BENÍTEZ REYES, FELIPE. LA MALA COMPAÑÍA

BENÍTEZ REYES, FELIPE. LA MALA COMPAÑÍA

 

LA MALA COMPAÑÍA (1985-1987) 1989

 

Sin el equipaje de los años a cuestas, sin la pesada carga de las preocupaciones que soportan los hombros de la madurez, es posible conciliar la vida con una especie de felicidad. Con el cadáver descompuesto de la inocencia, arrojado a nuestros pies, como quien nos lanza a la cara todo un mundo de reproches, es comprensible esa desazón que el tiempo va dejando en las copas de los árboles, en la mirada miope de la naturaleza, en los dedos cenicientos de quien contempla abatido cómo las olas del mar arrastran sus poemas y su conciencia a la deriva. El verano o la juventud, libres de cadenas, nos proporcionan la sensación de que el tiempo es un gato de angora que ha perdido las uñas en el camino, una cría de fiera que solo pretende jugar cándidamente con nosotros, hasta que la realidad se impone y las máscaras que sobrevuelan la noche y la bruma se desprenden de los rostros, igual que el viento entona magistralmente la danza macabra de unas hojas dispuestas a suicidarse por amor, o mejor dicho, por un otoño que nos ofrece dos salidas posibles: la condena de la horca sobre las cuerdas de las ramas o el suicidio romántico a través del aire. Un castigo del cual no se puede librar el hombre, salvo con la muerte.

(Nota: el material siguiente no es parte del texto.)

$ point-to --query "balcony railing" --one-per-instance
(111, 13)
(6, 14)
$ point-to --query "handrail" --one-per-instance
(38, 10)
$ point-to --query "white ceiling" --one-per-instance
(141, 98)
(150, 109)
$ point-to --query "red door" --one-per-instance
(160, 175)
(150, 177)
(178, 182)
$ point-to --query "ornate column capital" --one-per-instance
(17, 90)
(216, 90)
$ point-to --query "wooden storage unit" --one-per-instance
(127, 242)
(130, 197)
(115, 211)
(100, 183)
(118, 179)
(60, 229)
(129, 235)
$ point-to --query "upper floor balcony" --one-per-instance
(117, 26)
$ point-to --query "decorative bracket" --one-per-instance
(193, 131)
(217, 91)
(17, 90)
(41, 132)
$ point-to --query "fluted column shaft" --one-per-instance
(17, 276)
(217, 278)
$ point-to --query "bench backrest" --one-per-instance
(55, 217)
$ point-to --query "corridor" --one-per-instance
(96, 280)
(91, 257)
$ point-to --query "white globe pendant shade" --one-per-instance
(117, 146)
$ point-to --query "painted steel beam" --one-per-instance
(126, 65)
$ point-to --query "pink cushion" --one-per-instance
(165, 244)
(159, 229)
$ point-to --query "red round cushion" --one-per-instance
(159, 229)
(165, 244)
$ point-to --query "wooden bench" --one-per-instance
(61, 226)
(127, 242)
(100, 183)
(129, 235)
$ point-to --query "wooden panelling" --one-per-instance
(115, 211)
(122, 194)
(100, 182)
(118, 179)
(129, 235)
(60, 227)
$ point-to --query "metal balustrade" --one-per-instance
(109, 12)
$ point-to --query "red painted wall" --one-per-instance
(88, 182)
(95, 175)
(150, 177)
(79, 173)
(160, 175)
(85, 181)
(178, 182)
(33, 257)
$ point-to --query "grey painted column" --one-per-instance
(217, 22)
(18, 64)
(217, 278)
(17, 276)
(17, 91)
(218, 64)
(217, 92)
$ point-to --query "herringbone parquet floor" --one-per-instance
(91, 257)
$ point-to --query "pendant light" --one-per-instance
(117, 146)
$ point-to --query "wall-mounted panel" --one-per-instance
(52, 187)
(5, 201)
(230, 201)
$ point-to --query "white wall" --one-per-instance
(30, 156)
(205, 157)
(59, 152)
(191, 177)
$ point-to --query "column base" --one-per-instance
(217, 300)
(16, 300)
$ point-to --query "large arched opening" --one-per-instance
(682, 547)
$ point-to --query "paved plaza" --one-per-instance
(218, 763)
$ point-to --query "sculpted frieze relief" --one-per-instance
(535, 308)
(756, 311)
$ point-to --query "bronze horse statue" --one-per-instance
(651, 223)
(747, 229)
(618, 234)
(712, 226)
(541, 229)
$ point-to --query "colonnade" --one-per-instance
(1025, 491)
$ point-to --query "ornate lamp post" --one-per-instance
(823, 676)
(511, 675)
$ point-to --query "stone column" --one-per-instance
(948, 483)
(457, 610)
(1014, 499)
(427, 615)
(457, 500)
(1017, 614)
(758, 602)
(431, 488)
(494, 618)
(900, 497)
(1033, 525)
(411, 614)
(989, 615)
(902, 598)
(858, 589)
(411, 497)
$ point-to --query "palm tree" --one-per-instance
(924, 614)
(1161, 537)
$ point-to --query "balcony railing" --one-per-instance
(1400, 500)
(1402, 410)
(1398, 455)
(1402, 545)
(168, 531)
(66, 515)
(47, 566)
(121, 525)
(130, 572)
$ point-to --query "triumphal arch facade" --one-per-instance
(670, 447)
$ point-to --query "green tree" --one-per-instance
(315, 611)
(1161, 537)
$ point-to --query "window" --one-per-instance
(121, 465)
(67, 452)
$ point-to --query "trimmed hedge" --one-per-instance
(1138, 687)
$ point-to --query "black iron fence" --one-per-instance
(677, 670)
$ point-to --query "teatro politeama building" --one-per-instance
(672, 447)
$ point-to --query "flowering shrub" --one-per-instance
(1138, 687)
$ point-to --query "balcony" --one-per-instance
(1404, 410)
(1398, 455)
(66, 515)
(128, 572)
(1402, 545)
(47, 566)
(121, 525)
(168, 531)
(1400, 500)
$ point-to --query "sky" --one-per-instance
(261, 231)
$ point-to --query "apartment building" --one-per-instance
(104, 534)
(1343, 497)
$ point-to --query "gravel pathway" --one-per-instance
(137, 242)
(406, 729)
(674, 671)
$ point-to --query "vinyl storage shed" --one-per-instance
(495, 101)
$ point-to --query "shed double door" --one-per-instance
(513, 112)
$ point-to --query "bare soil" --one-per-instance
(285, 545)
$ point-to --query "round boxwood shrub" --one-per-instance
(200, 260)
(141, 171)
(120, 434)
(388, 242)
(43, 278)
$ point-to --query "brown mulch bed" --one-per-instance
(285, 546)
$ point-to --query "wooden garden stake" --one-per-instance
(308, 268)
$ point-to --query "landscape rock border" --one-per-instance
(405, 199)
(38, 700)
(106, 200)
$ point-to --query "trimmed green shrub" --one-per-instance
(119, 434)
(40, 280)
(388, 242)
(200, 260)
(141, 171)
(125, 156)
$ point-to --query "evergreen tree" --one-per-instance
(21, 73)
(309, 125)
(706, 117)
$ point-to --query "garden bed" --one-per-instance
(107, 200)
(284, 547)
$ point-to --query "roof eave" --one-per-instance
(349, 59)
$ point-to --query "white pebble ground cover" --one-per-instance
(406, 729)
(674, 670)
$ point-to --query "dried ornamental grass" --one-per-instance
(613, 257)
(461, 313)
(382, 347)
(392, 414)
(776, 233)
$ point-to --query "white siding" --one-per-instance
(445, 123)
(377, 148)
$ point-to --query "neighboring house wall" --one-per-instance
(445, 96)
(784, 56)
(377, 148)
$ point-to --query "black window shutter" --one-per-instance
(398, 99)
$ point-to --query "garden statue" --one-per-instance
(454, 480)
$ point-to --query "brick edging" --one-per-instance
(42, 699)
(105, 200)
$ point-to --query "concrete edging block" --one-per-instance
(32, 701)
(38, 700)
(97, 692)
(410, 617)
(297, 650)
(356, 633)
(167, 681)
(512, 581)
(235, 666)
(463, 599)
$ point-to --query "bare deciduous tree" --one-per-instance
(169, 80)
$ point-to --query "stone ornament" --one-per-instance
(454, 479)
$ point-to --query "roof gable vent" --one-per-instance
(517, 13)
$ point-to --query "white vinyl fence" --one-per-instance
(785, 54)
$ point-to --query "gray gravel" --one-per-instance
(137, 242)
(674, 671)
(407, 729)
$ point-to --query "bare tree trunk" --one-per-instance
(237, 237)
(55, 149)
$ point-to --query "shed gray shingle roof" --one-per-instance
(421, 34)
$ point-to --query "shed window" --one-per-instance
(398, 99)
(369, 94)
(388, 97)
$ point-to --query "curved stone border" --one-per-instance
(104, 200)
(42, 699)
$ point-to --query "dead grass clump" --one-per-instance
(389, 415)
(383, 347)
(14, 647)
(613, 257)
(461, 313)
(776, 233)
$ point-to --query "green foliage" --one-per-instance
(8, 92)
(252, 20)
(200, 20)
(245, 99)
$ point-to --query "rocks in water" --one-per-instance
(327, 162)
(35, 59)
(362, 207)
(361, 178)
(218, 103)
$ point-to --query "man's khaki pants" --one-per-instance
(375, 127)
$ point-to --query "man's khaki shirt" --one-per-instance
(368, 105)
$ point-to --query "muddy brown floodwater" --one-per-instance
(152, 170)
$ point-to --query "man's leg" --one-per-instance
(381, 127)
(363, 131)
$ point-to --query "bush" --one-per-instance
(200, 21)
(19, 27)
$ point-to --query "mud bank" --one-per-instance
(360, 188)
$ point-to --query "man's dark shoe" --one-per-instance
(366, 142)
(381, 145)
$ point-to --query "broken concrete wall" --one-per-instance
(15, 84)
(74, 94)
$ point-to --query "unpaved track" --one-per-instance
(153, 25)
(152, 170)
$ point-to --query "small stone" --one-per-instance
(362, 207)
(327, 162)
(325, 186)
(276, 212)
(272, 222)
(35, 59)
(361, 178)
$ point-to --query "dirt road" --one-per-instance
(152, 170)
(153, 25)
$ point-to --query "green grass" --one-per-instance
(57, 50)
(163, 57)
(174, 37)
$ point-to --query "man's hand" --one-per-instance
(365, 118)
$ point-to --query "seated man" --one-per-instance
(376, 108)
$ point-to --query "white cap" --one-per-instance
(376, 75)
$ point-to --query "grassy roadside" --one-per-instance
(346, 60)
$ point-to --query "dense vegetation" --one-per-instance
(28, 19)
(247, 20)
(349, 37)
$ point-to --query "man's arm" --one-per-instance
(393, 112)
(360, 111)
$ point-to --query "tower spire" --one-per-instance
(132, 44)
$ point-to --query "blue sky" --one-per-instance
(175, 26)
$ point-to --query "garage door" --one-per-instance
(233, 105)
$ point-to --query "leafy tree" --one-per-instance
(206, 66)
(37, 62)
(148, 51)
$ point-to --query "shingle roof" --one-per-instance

Felipe Benítez Reyes se rinde a la cadencia vital de Scott Fitzgerald y al latido virgen de unos libros que, en las horas de insomnio, nos acompañan como fieles amantes, dispuestas a herirnos la autoestima o levantarnos el ánimo. Con sus versos teje el vestido ceñido de un hogar, el lazo imposible hacia unos sueños inalcanzables, el puente derrotado hacia las alas de la belleza, la aldaba melancólica de un pasado que no deja de llamar a la puerta, sin saber muy bien qué nos quiere decir, los pasadizos en penumbra de una mujer que quiere, entre todas las cosas, que se la tome en serio, y se le cante un poema de amor. Sin embargo, el poema no es el mejor escenario para la vida y el poeta se siente fracasado, con sus zapatos cubiertos por la ceniza de la derrota, cuando no puede atrapar con sus palabras un puñado de sombras que pueblan de fantasmas la memoria. Entre los dedos se escapan esos jirones del tiempo que el recuerdo cree que ha atado a su cola de niebla. Amigos que se diluyen bajo la bruma de la noche, escritores y lecturas que se acomodan en el sofá de la melancolía cuando arrecia la rutina de la lluvia.

La mala compañía es aquella que traspasa el umbral de la realidad y se da cuenta de que los sueños líricos del poeta no son tan valiosos como la prosa cotidiana de la existencia. La juventud vive bajo la amenaza de la mentira, de una pompa de jabón que nos explota en las narices, sin atisbar siquiera el mínimo gesto de ataque y, en cambio, uno añora esa época marcada por la luz artificial de los años, pues los rayos del sol nos devuelven en el espejo del camino una imagen tan natural como usada, tan espontánea como sufrida, con un ademán de cansancio en los labios, con unas cicatrices de arrugas en el rostro.

En definitiva, la poesía de Felipe Benítez Reyes atenta contra los principios del verso, al arrojar una lanza a favor de la vida, por muy corriente que esta sea.